New Will.i.am Song Broadcast From Mars
In the first-ever planet-to-planet music broadcast, NASA’s Mars rover, Curiosity, beamed a new song by Will.i.am of the Black Eyed Peas to Earth on Tuesday, playing an mp3 file to an audience of engineers and students at the agency’s Jet Propulsion Laboratory in Pasadena, Calif.
“Why do they say the sky is the limit when I’ve seen the footprints on the moon?” Will.i.am sings in the song, “Reach for the Stars,” which made its solar system premiere after a 330-million-mile trip, from Earth to Mars and back again. (Alas, any nearby Martians were out of luck: the rover does not have speakers to broadcast music to its surrounding landscape, and the thin Martian air would have distorted the sound.)
The song debut, part of Will.i.am’s efforts to cheerlead for science and mathematics education, did not require any advances in space technology, but perhaps reflected a more media-savvy approach by the space agency in making its work seem glamorous. The singer was among a parade of celebrities who descended on the Jet Propulsion Laboratory on Aug. 5 to watch Curiosity, an automobile-sized mobile science laboratory, touch down on Mars; others included the actor Morgan Freeman, the director Barry Sonnenfeld, the comedian Seth Green and the actress Nichelle Nichols (who played Lt. Uhura on the original Star Trek).
But this is not the first time that NASA has dabbled in music from outer space.
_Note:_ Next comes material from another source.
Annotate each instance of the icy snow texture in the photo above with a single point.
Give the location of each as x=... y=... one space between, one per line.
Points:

The radio emissions of Saturn, recorded by the Cassini spacecraft, were shifted into audible frequencies, and the Kronos Quartet then incorporated the space sounds into a composition called “Sun Rings.” In 2008, NASA celebrated the 40th anniversary of the Beatles song “Across the Universe” by transmitting it into deep space.
So far, the galaxy appears ungrateful. “Obviously, deep space hasn’t sent us anything back,” a NASA spokeswoman noted.